Protein is essential for maintaining muscle mass and strength, both of which naturally decline with age. Plant-based proteins such as tofu, soy, beans, lentils, and quinoa are excellent alternatives to meat and dairy. They provide the amino acids necessary for repairing tissue while also offering fibre, vitamins, and minerals absent from animal protein sources. For ageing adults, incorporating plant proteins can support muscle health, reduce inflammation, and lower the risk of chronic disease.
Soy-based foods like tofu, tempeh, and edamame are particularly beneficial. They contain isoflavones, compounds linked to improved bone density and heart health in older adults. Beans and lentils provide not only protein but also fibre that supports digestive health and blood sugar stability. For those concerned about meeting protein needs, combining different plant proteins throughout the day ensures adequate intake of all essential amino acids. A meal of lentil stew with whole grain bread, for example, delivers complete protein without excess saturated fat.

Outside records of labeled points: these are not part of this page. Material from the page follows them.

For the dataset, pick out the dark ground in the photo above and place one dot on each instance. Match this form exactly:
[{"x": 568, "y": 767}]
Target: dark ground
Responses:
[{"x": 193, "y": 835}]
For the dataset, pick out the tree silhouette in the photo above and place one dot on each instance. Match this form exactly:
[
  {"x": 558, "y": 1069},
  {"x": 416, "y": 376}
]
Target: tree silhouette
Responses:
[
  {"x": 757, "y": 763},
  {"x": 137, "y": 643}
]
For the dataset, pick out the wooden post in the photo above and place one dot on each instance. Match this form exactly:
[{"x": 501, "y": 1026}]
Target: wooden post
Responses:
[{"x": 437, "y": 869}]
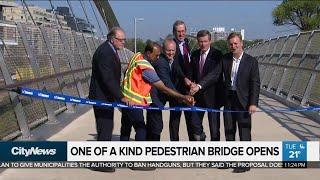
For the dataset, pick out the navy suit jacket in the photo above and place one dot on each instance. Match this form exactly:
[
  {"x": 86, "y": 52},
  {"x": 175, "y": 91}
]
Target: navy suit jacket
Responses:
[
  {"x": 210, "y": 80},
  {"x": 248, "y": 80},
  {"x": 106, "y": 74},
  {"x": 162, "y": 68},
  {"x": 181, "y": 69}
]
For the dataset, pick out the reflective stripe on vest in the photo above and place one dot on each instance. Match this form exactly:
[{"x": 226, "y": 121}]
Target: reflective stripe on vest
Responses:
[{"x": 134, "y": 87}]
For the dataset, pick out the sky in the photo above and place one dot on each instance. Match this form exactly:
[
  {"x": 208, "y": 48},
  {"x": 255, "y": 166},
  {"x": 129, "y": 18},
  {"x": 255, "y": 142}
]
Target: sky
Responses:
[{"x": 253, "y": 16}]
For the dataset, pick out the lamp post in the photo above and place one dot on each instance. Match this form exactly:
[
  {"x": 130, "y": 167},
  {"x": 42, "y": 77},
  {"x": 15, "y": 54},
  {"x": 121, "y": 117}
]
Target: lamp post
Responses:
[{"x": 135, "y": 32}]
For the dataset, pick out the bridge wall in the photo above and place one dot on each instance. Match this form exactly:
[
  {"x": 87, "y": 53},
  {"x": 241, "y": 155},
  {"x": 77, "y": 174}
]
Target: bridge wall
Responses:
[
  {"x": 29, "y": 52},
  {"x": 289, "y": 69}
]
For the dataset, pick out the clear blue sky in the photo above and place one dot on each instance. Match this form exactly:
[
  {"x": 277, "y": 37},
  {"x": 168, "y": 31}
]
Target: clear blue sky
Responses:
[{"x": 253, "y": 16}]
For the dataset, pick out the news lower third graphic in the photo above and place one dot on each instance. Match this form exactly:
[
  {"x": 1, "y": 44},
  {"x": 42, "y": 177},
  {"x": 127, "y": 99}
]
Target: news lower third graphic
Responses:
[{"x": 84, "y": 154}]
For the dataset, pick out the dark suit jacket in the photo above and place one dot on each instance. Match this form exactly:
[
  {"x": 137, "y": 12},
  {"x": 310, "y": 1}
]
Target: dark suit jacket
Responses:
[
  {"x": 248, "y": 80},
  {"x": 162, "y": 68},
  {"x": 212, "y": 70},
  {"x": 106, "y": 74},
  {"x": 181, "y": 69}
]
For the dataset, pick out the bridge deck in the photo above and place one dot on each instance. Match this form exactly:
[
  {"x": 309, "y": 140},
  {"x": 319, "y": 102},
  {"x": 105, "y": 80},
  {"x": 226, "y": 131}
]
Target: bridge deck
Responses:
[{"x": 266, "y": 127}]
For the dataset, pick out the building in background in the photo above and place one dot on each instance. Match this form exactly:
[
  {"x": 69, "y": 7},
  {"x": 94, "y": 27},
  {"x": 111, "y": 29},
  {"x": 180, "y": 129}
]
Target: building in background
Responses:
[{"x": 220, "y": 33}]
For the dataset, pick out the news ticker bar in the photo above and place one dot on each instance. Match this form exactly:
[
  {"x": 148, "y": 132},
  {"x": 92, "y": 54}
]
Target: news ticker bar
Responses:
[
  {"x": 159, "y": 164},
  {"x": 163, "y": 151}
]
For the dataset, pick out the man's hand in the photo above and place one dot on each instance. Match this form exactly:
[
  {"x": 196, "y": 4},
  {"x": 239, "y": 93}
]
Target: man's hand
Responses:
[
  {"x": 252, "y": 109},
  {"x": 127, "y": 101},
  {"x": 194, "y": 89},
  {"x": 187, "y": 82},
  {"x": 189, "y": 100}
]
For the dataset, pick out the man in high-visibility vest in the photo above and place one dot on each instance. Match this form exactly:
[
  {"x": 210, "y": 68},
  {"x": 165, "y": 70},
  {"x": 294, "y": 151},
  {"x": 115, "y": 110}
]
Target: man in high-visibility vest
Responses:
[{"x": 138, "y": 80}]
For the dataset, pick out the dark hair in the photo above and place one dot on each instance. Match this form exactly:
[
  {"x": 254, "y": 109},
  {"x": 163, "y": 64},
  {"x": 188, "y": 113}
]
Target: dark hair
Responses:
[
  {"x": 150, "y": 46},
  {"x": 112, "y": 32},
  {"x": 177, "y": 23},
  {"x": 166, "y": 41},
  {"x": 203, "y": 33},
  {"x": 234, "y": 34}
]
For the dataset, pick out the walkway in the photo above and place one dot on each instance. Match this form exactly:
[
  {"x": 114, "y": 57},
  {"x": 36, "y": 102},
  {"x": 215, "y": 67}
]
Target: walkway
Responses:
[{"x": 266, "y": 127}]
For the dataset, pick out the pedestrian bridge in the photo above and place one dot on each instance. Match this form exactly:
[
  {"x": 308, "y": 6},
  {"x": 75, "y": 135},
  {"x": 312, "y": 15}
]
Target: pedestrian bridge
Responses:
[{"x": 59, "y": 60}]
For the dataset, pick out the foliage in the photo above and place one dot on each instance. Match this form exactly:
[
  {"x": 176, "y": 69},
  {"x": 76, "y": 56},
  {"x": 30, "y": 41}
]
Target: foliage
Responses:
[{"x": 303, "y": 14}]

“Plant proteins provide not only essential amino acids but also additional health-promoting nutrients.” – British Dietetic Association
Plant-based proteins are a sustainable, health-promoting choice for ageing well. By reducing dependence on red and processed meats, they help lower disease risk while supporting strong muscles and bones. Regularly including tofu, soy, beans, and whole grains makes it possible to meet protein requirements in a balanced, nourishing way.